Ainsi la Croissance, comme finalité de toute économie qui se respecte, est-elle, d’abord, fille d’un Homme nouveau, né au XVIIIème siècle, s’accordant à lui-même la centralité en toute chose. Celui dont Descartes disait qu’il était « comme maître et possesseur de la nature ».
Toute la pertinence du « Monde est clos et le désir infini » consiste, en premier lieu, à rappeler cette dimension, presque démiurgique, au fond, de l’idée de croissance. Et, même si Daniel Cohen ne le dit pas exactement en ces termes, on ne peut, à la lecture, ne pas la voir, émerger en creux. La thèse d’un Homme Moderne, dont la puissance, certes réflexive et transformatrice mutant en une sorte de volonté de croissance est probablement essentielle, dans la thèse de Daniel Cohen.
Mais si la philosophie s’invite dans ce livre, pour le plaisir du lecteur soucieux de généalogie, il va de soi que le propos de l’auteur, est de rappeler que si la société industrielle a été l’apogée de la rencontre entre la volonté de croître et de faire croître, de l’Homme Moderne, la société dite numérique ne donne, pas en termes de progrès – techniques et économiques – le droit de se féliciter des mêmes exploits que la parenthèse industrielle aura permis d’accomplir.
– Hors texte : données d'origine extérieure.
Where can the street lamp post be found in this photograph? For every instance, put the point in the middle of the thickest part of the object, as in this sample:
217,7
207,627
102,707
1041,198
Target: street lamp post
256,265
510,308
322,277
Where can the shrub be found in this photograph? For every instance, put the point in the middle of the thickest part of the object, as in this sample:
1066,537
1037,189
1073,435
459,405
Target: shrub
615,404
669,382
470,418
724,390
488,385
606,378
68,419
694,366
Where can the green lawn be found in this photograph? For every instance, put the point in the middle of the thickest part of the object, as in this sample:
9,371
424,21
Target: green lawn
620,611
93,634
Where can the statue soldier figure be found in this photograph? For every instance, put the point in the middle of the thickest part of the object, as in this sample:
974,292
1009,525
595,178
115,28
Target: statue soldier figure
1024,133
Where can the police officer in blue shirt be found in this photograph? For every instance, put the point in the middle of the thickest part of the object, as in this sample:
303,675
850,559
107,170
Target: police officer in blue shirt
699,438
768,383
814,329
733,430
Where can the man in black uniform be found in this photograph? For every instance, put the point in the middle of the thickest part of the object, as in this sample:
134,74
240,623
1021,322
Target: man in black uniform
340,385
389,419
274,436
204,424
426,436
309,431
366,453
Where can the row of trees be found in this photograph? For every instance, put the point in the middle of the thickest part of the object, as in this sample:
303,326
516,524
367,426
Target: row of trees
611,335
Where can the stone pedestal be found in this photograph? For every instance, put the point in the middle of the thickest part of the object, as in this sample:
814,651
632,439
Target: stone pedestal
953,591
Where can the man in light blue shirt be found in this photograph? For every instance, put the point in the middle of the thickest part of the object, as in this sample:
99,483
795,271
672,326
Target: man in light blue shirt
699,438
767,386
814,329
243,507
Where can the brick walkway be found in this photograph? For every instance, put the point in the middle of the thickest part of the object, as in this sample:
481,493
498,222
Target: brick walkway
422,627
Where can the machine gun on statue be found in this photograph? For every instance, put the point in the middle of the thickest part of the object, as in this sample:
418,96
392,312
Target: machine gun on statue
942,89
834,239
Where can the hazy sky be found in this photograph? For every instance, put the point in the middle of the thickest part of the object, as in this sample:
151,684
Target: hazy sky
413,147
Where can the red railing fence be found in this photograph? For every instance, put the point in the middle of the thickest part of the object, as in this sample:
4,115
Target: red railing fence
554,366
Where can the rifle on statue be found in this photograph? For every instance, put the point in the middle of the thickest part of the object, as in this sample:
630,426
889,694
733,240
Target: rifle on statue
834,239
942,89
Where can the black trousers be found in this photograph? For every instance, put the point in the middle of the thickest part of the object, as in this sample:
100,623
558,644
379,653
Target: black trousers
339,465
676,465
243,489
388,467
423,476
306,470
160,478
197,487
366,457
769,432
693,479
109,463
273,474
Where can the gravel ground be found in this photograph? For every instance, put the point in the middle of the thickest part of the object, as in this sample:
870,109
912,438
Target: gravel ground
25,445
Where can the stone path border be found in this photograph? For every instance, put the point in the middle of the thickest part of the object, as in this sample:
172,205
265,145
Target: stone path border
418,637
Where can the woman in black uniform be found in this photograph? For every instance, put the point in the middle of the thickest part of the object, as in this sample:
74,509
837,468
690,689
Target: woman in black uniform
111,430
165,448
La puissance de manifestation de la croissance, comme volonté, pourrait bien même disparaître, à l’ère de l’économie dite numérique…
Exemple canonique ? L’industrie automobile, prise comme ce que l’on pourrait nommer un fait total… De progrès.
Oui, car l’automobile, si elle porte bien son nom, est bien l’illustration d’un progrès – pour l’Homme et son autonomie, magnifique victoire sur l’espace et le temps, anciens… Pour l’économie, c’est-à-dire la création de richesses, comme objet susceptibles de créer l’une des plus formidables chaîne de valeur jamais conçue.
Ainsi l’ère postindustrielle qui est la nôtre, produirait-elle, – force Smartphones, réseaux sociaux -, le désir perpétué d’un quant-à-soi sans cesse renouvelé, ne capitalisant que les contacts, au fond, plutôt que de créer les maillons d’une chaîne de valeur, désormais rompue. Un monde clos, fait de désirs infinis. Dont la croissance pourrait bien n’être plus que narcissique. Lorsque l’économiste se fait philosophe, il renoue avec une tradition un peu perdue, qu’on a plaisir à retrouver.